Jigginstown Castle was completed nearly 400 years ago
Kildare County Council is being urged to allocate a portion of land to facilitate the development and possible opening of the historic Jigginstown Castle to the public.
Local historian and councillor Seamie Moore has asked KCC if it has provided land for an on-site workshop, car parking and a public information office.
He also wants to know what progress has been made by the Office of Public Works on restoring the castle this year.
A full restoration of the castle on the Newbridge side of Naas, was ruled out by the Office of Public Works about three years ago.
Completed in 1637 at a cost of six thousand pounds, it was the brainchild of then Lord Deputy of Ireland Thomas Wentworth, who was executed in London in 1641.

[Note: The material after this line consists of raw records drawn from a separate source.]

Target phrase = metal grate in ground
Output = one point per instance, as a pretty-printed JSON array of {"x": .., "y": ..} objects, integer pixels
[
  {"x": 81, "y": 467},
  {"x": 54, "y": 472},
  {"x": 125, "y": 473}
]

According to the OPW the restoration project that’s taking place will stabilise and consolidate the brickwork there and the best that can be hoped for is to maintain the castle as a “stable ruin.”
Ana Dolan a senior architect with the OPW told a KCC meeting at that time that the restoration work, which could eventually see it opened to the public, has been delayed by Government spending cuts.
She said the castle was built with the intention of becoming a royal palace prior to Wentworth being charged with treason.
Jigginstown Castle was never lived in and fell into decay.
By 1726 it was “very ruinous”, as images from the time show. The castle is almost 100 metres long and has a series of cellars. The building has a first floor and two corridors.
As far as possible the OPW aims to make the building presentable and accessible to visitors.
The castle was built in a relatively short space and Ms Dolan said no expense was spared.